The week in Pop (& Hiss) and more
Pop & Hiss strives to provide the best, most relevant and entertaining music coverage of the week. Hey, it's a goal, be nice. Sometimes we have some posts that hit the mark. Sometimes we don't and others do. Here's a quick look at some of the best of what Pop & Hiss and The Times had to offer this week, as well as some stuff we missed.
From the ol' Pop & Hiss:
- Female music industry insiders talk gender, race, sexuality in pop music. Artists utilizing and exploring their sexuality through music isn't news -- it's part of their self-expression. But today, as much as ever, pop music's biggest players, especially female -– be it Lady Gaga, Beyonce, Rihanna, Katy Perry or Nikki Minaj -– have all found ways to harness their sexuality to their benefit.
- Electric Daisy leaving L.A. for Las Vegas; 'Good riddance,' says Coliseum commissioner. The ongoing brouhaha between Los Angeles politicos and promoters of dance-focused concerts has seemingly resulted in one of the nation's largest electronic music festivals leaving Los Angeles for Las Vegas. Insomniac Inc.'s two-day Electric Daisy Carnival, which last June drew between 80,000 and 100,000 people per day to the L.A. Memorial Coliseum and adjoining Exposition Park, is leaving the Coliseum for Vegas after Insomniac's 13 years working with the L.A. venue.
- Fingerprints record store: Thriving despite music industry woes. Someone apparently forgot to tell store owner Rand Foster that people pluck their music from the clouds now, rather than exchange cash for it in bricks-and-mortar emporiums such as Fingerprints. Not only has Foster's indie venture survived 18 years of a drastically changing retail environment, but the soft-spoken entrepreneur also just doubled Fingerprints' footprint, moving to this space two times bigger than its longtime Belmont Shores home.
- Moby, Crystal Method top 'Dance for Equality' bill March 2 in Hollywood.
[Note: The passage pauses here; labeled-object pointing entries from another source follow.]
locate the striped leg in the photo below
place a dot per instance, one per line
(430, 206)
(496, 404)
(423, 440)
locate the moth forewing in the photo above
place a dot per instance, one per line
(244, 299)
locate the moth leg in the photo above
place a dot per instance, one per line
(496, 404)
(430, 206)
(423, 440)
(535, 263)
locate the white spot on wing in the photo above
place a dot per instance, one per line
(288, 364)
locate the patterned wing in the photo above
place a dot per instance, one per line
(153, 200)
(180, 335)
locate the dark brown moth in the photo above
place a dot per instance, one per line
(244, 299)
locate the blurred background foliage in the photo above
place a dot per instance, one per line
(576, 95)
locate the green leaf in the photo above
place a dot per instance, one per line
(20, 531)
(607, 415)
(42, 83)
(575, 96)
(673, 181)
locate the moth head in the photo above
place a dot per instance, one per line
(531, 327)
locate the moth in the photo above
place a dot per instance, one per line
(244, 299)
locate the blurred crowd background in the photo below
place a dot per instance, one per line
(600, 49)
Moby, the Crystal Method and artist Shepard Fairey will headline the Courage Campaign's "Dance for Equality" fundraiser on Tuesday, March 2, at Avalon in Hollywood in support of legal efforts defending same-sex marriages.
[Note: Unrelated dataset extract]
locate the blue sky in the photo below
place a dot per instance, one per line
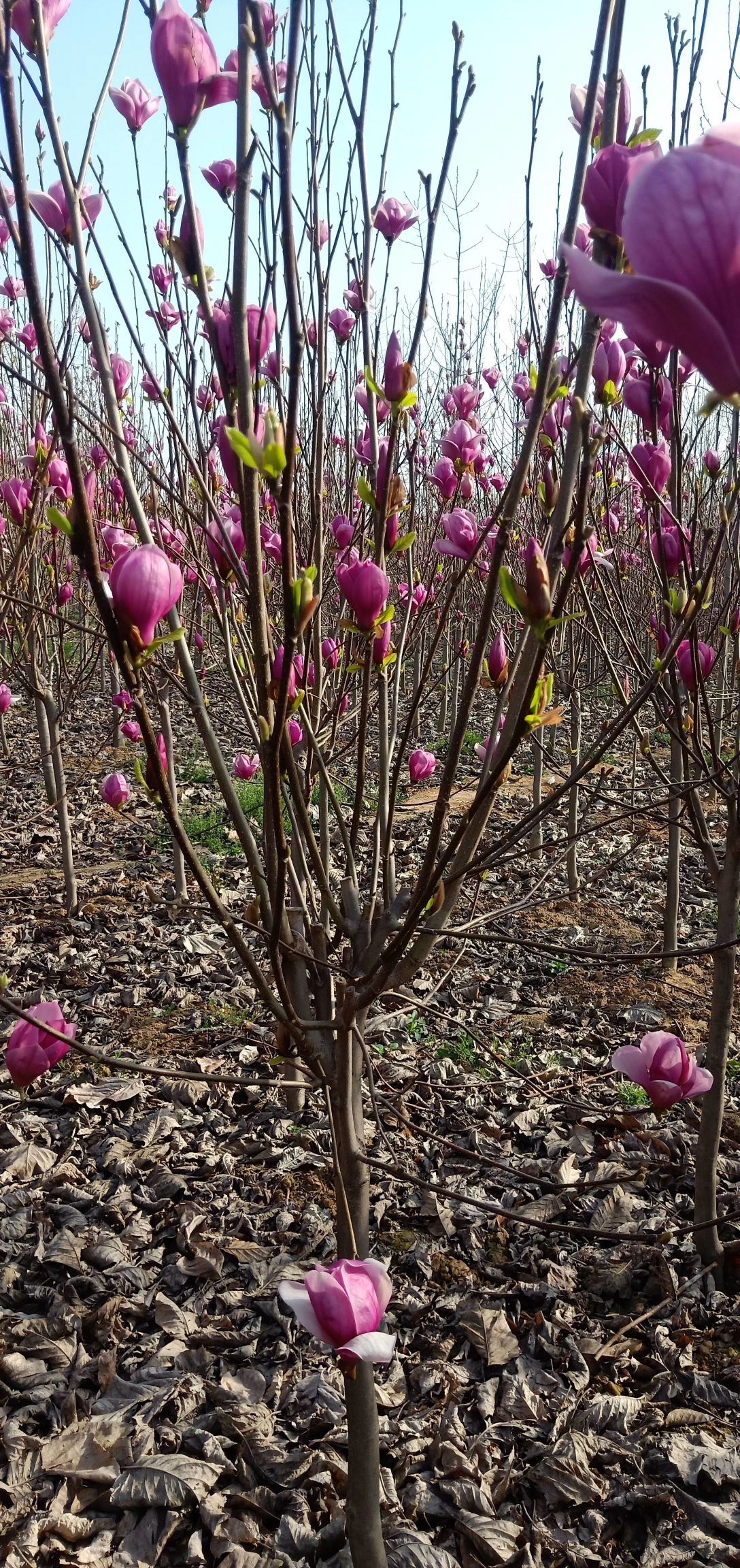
(504, 39)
- 'American Idol': A cheat sheet to the top 24. Though the crop includes a diverse breadth of talent -- from country and soul crooners, to powerhouse divas -- it goes without saying the show remains, at its truest form, a competition to find a pop star.
- Mike Watt's 'Hyphenated-Man' opera, manifested as a short film. On Thursday morning, Pop & Hiss received a quick little note relating to San Pedro bassist/Stooge/composer Mike Watt's most recent project, his third opera, "Hyphenated-Man." In the missive was a link to a video by an Irish painter, Norton Wisdon, and features the artist listening to Watt's opera while working.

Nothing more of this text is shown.